Npl,Rd = 1230 × 275 / 1.00 = 338.3 kN

Utilisation: 180 / 338.3 = 0.53 → OK (53% capacity)

Step 2 — Net Section at Bolt Holes

Anet = 1230 − 1 × 22 × 8 = 1054 mm² Nu,Rd (full) = 0.9 × 1054 × 430 / 1.25 = 326.4 kN

Step 3 — Eccentricity Reduction (Single Angle)

p1 = 70 mm, d0 = 22 mm → 2.5d0 = 55, 5d0 = 110 70 lies between 55 and 110 → β3 = 0.7

Nu,Rd (reduced) = 0.7 × 1054 × 430 / 1.25 = 253.9 kN

Step 4 — Design Tension Resistance

Nt,Rd = min(338.3, 253.9) = 253.9 kN Utilisation: 180 / 253.9 = 0.71 → OK (71% capacity)

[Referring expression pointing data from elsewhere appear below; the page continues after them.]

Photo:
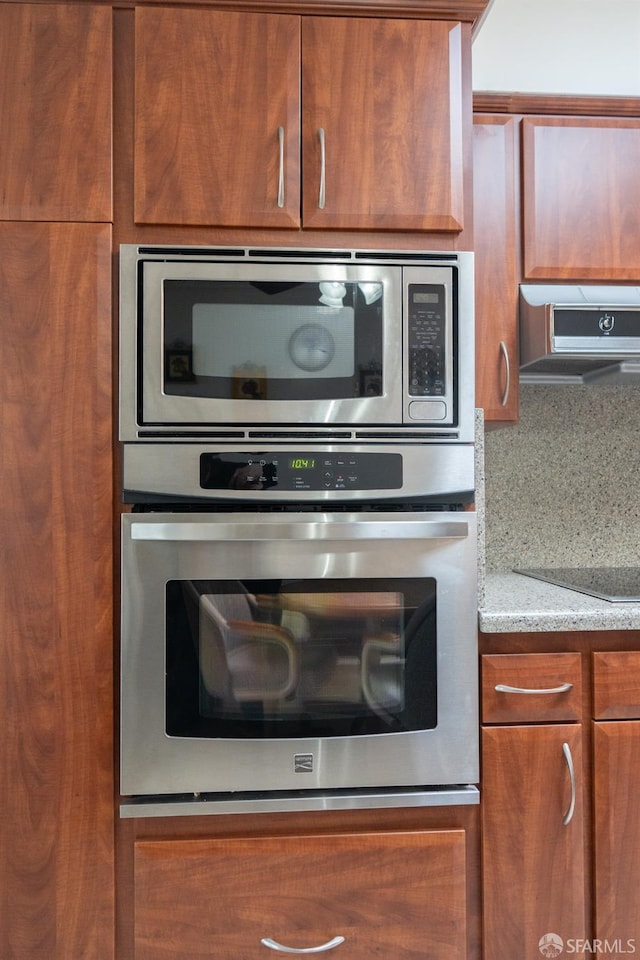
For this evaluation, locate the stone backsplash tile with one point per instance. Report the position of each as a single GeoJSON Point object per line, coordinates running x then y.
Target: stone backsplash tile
{"type": "Point", "coordinates": [563, 486]}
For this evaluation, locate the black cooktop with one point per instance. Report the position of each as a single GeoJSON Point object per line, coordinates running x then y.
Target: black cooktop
{"type": "Point", "coordinates": [616, 584]}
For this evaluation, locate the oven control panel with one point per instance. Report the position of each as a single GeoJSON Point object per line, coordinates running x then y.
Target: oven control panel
{"type": "Point", "coordinates": [427, 346]}
{"type": "Point", "coordinates": [300, 470]}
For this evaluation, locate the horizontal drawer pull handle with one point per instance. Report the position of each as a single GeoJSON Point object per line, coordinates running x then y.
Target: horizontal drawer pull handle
{"type": "Point", "coordinates": [503, 688]}
{"type": "Point", "coordinates": [329, 945]}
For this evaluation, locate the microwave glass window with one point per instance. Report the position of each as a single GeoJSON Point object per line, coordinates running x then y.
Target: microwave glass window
{"type": "Point", "coordinates": [247, 660]}
{"type": "Point", "coordinates": [273, 340]}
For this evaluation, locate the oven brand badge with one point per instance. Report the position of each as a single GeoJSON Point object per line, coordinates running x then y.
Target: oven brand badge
{"type": "Point", "coordinates": [303, 763]}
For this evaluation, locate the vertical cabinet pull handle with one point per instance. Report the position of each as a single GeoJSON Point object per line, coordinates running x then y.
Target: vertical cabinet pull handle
{"type": "Point", "coordinates": [323, 168]}
{"type": "Point", "coordinates": [572, 777]}
{"type": "Point", "coordinates": [281, 167]}
{"type": "Point", "coordinates": [329, 945]}
{"type": "Point", "coordinates": [507, 369]}
{"type": "Point", "coordinates": [504, 688]}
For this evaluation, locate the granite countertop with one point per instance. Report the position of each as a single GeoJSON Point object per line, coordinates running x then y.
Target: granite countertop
{"type": "Point", "coordinates": [512, 603]}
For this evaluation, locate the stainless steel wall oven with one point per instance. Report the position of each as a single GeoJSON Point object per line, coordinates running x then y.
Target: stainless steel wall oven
{"type": "Point", "coordinates": [298, 613]}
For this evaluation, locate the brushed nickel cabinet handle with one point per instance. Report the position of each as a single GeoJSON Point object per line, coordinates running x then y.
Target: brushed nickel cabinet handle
{"type": "Point", "coordinates": [323, 168]}
{"type": "Point", "coordinates": [329, 945]}
{"type": "Point", "coordinates": [507, 369]}
{"type": "Point", "coordinates": [281, 167]}
{"type": "Point", "coordinates": [566, 749]}
{"type": "Point", "coordinates": [503, 688]}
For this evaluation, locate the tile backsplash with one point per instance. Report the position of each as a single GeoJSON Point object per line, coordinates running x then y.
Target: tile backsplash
{"type": "Point", "coordinates": [562, 488]}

Step 5 — Block Tearing (EN 1993-1-8 Cl. 3.10.2)

Block tearing checks the tear-out of a rectangular block of material around the bolt group. For the angle connected leg:

VeRd,1 = (Ant × fu) / γM2 + (1/√3) × (Anv × fy) / γM0

Ant = (e2 − 0.5 d0) × t = (30 − 11) × 8 = 152 mm² Anv = (e1 + 2p1 − 2.5 d0) × t = (35 + 140 − 55) × 8 = 960 mm²

VeRd,1 = (152 × 430) / 1.25 + 0.577 × (960 × 275) / 1.00 = 52.3 + 152.4 = 204.7 kN

Block tearing capacity > NEd = 180 kN → OK.

Summary of Results

Check Capacity (kN) Utilisation Status
Gross yield Npl,Rd 338.3 0.53 PASS
Net rupture Nu,Rd (β3) 253.9 0.71 PASS
Block tearing 204.7 0.88 PASS

The angle is adequate for NEd = 180 kN, with block tearing being the governing limit state at 88% utilisation. For higher loads, consider a larger angle, back-to-back double angles connected by both legs, or increasing the bolt pitch to push β3 to 1.0.


6. Partial Factors and National Annex Variations

Factor EN 1993-1-1 Recommended UK NA German DIN NA
γM0 (yield) 1.00 1.00 1.00
γM1 (buckling) 1.00 1.00 1.10
γM2 (rupture) 1.25 1.25 1.25

Tension design is relatively consistent across National Annexes — only γM2 appears, and all major NAs retain 1.25. However, the eccentricity reduction factors for angles (Cl. 6.2.3(5)) are only given as "recommended" in EN 1993-1-1. Some National Annexes provide alternative methods — the UK NA directs designers to SCI P358 (Green Book) for angle design, which gives slightly more favourable β factors for back marks ≥ 55 mm.